Por eso, la lucha de las madres buscadoras en Veracruz está profundamente ligada a la resistencia de las madres palestinas que levantan fotografías bajo los escombros, a las familias sudafricanas que exigen justicia frente a la represión estatal, a las comunidades del Sur Global que se organizan contra el extractivismo y el desplazamiento forzado. Cuando una madre pone el nombre de su hijo en una cartulina y otra enarbola la foto de su hija en un campamento de refugiados, están escribiendo una misma gramática de dignidad: la que convierte el duelo en denuncia, la memoria en herramienta, la calle en archivo vivo.
Que nadie diga que esto sucede lejos. Que nadie crea que puede mirar hacia otro lado. La desaparición forzada, el genocidio, las guerras del capital, forman parte de un mismo mapa de violencias que nos atraviesa. Resistir, entonces, no es solo buscar en México: es tejer alianzas, construir memoria internacionalista, unir saberes y prácticas de cuidado, reconocer en el otro la continuidad de nuestra propia lucha.

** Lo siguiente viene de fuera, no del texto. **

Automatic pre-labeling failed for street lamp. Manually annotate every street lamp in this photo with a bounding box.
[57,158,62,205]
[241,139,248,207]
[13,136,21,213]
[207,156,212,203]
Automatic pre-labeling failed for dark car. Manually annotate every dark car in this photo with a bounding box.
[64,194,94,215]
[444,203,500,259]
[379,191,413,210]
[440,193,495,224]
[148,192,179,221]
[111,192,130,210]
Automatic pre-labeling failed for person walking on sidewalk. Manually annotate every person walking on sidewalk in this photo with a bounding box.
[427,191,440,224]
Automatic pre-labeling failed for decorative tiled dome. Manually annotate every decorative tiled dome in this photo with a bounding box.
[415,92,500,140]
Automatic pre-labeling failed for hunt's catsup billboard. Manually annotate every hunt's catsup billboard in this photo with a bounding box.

En este horizonte, acompañar no es un gesto caritativo: es una práctica política que interpela al Estado y al capital. Implica exigir verdad y justicia, sí, pero también desmontar los dispositivos que hacen posible la desaparición: la militarización de la vida cotidiana, la privatización de los territorios, la criminalización de la protesta, el racismo y el clasismo que habilitan la deshumanización. Implica defender la vida como principio organizador de la sociedad y del derecho.

Porque la memoria no es pasado: es presente que convoca. Cada brigada de búsqueda, ofrenda improvisada, mural, cada pañuelo levantado, es una pedagogía popular que enseña a nombrar lo innombrable y a trazar mapas de esperanza en medio del terror.

Nombrar al capitalismo y a la necropolítica es nombrar al enemigo común. Solo desde ahí, desde el reconocimiento de esta raíz estructural, podrá abrirse el horizonte de una justicia verdadera: aquella que no solo encuentre a los desaparecidos, sino que impida que las desapariciones sigan siendo la política no escrita de los poderosos.


Francisco De Parres Gómez (Francisco Lion), Antropólogo, comunicólogo y fotógrafo. Autor de Poéticas de la resistencia: Arte Zapatista, estética y decolonialidad. Coordinador de Internacionalismo crítico y luchas por la vida. Hacia la construcción de horizontes futuros desde las resistencias y autonomías.